April 1974

Dear Pilot,

People – my guides were quite delighted to inform me – aren’t born knowing anything at all! It’s why they have schools and museums. I suppose that makes some sense. Locomotives are built all at once so we mostly know what to do as soon as we leave the shops, but for people it’s a process that takes years. There’s even an exhibit about it inside! They don’t have a postcard of it to show us (they say it doesn’t make for a pretty photo to send in the mail) but the exhibit shows that people start out so small that you can hardly see them at all and then they get bigger over time. At first, they can only cry and eat and sleep, but they start learning things like how to walk and talk very quickly. When they get big enough, they go to school and learn how to do science fair projects and write letters. Then the schools bring them here to learn about how they were once too small to know anything, haha!
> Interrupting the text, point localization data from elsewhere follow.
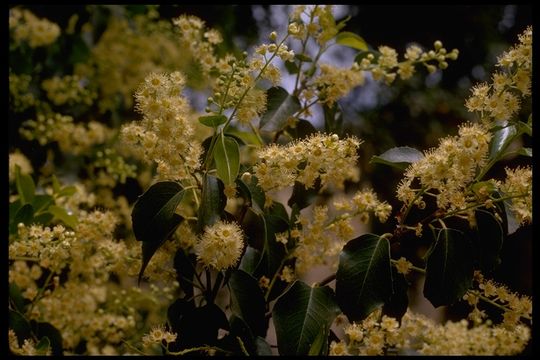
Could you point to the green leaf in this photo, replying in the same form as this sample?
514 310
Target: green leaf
501 139
351 40
398 157
154 218
213 202
490 237
291 67
227 157
250 260
41 202
449 268
25 186
61 214
24 215
525 152
364 276
303 57
247 301
213 120
43 346
299 314
320 344
280 107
U-505 and I do talk quietly to each other on our days off. Ours is the same as any yard, where we talk about the same things over and over. On Thanksgivings, I always like to ask him what he’s grateful for. I mostly mean it as a joke since U-505 thinks he’s been rather unlucky (I disagree). Thanksgiving is an American holiday so he always tries to argue with me that it’s not any German machine’s place to intrude on our celebrations. I think he is really just avoiding the question. With enough goading though, he usually will admit to being grateful for “American hospitality”, which I suspect is him joking back even if he says it with total seriousness.
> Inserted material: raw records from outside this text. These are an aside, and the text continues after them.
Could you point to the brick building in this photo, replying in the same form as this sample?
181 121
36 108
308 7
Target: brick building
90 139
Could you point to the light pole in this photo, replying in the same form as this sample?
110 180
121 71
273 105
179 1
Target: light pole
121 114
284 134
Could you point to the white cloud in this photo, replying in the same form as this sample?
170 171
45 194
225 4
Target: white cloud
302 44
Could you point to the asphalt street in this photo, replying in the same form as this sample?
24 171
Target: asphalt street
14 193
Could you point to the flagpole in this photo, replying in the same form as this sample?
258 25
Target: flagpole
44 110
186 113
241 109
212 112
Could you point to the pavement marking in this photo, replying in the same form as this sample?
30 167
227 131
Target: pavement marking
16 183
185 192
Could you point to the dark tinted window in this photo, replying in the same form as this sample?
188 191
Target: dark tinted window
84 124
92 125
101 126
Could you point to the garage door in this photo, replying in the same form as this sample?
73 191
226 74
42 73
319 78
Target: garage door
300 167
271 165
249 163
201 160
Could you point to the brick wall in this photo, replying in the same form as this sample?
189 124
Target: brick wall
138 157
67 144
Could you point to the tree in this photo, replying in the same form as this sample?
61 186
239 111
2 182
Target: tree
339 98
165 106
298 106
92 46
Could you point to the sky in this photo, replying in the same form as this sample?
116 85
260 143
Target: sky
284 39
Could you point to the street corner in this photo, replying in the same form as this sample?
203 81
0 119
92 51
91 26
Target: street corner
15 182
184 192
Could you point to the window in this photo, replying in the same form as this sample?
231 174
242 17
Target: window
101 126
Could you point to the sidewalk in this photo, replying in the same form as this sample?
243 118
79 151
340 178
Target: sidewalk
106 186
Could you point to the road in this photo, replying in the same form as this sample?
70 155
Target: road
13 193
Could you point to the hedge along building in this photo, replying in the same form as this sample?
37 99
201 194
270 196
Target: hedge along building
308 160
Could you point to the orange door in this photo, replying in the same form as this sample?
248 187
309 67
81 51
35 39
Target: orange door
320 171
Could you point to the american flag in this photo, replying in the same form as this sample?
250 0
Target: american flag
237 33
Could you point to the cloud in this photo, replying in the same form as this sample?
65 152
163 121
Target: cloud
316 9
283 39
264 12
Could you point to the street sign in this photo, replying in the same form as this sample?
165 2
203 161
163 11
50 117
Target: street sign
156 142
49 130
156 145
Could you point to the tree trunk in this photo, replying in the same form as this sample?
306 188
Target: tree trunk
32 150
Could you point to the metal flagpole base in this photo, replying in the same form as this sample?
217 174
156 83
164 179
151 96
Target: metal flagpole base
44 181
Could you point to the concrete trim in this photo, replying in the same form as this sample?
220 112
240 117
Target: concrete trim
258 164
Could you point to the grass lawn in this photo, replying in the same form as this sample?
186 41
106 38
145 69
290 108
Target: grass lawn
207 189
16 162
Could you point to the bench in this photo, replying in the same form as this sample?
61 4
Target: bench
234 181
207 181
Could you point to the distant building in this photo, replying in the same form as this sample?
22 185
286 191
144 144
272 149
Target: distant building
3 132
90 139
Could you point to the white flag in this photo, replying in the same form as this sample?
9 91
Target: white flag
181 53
On our Christmas days off, I ask U-505 to tell his Christmas story. He just has the one because he was only in service for two years and he was in dock over his first Christmas because he was being repaired after that airplane attack. It’s a funny thing though. U-505’s very proud of the story, but it’s also a little embarrassing so he’ll only tell it if he thinks 2903 isn’t listening. I can only ask him to tell it on Christmas then.
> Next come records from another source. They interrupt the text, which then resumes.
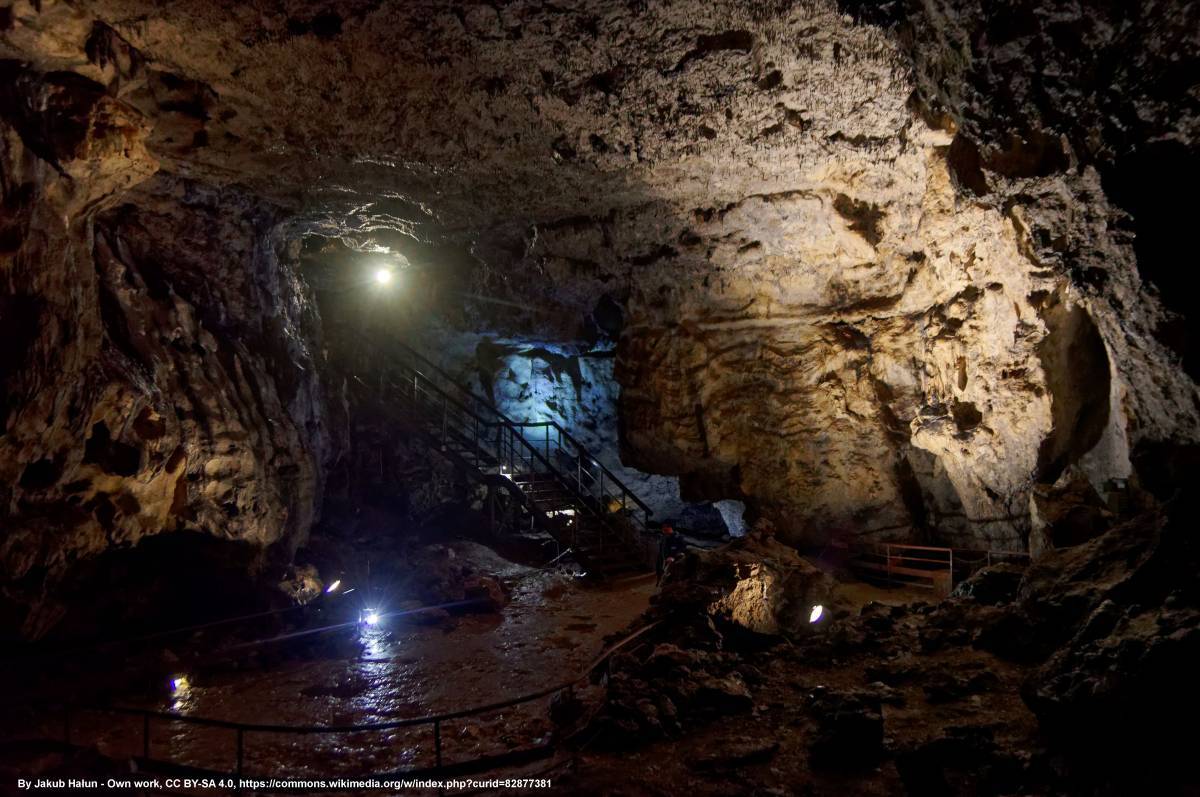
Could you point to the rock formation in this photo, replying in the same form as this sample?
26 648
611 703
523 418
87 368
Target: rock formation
875 269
The guides say that you and I are both products of the Great Depression and this is why we are more given to appreciate our lot in life and even the lots of others. U-505 and 2903 are both wartime builds and maybe that is why they do not get along.

415 sounds like a very dedicated, hard worker. I imagine all of your engines in operating condition are determined to give your visitors a solid ride. I always kept an ear out for complaints about heat from cars though. If cars are hot, the passengers probably are too. They’d be used to having air conditioning now so they’re more sensitive to heat. Has there been any progress on repairing your cars’ air conditioning? My guides say that stainless steel reflects the sun’s rays, rather than absorbing it like dark paint would, so they should be cooler than a lot of other stock in your yard.

Maybe we come out of the shop knowing how to do our jobs, but we’re still learning new things all the time, aren’t we? And it’s another thing to be grateful for! I don’t think it’s too terribly hot yet, so it must be working like they say. We also get nice breezes in from across the lake too.

2903 and 999 are agreeing loudly about their paint absorbing sunlight, but they don’t mind. It’s nothing to a hot firebox. U-505 mentioned to me that he was painted all black once for his war bond tour, but he says now that he was also still in the water then so he doesn’t know if it makes much of a difference for boats.

“If it did,” he says, “it was less than three inches.”

Everyone is being so agreeable about it. It might not be too hot to argue there, but maybe it is here!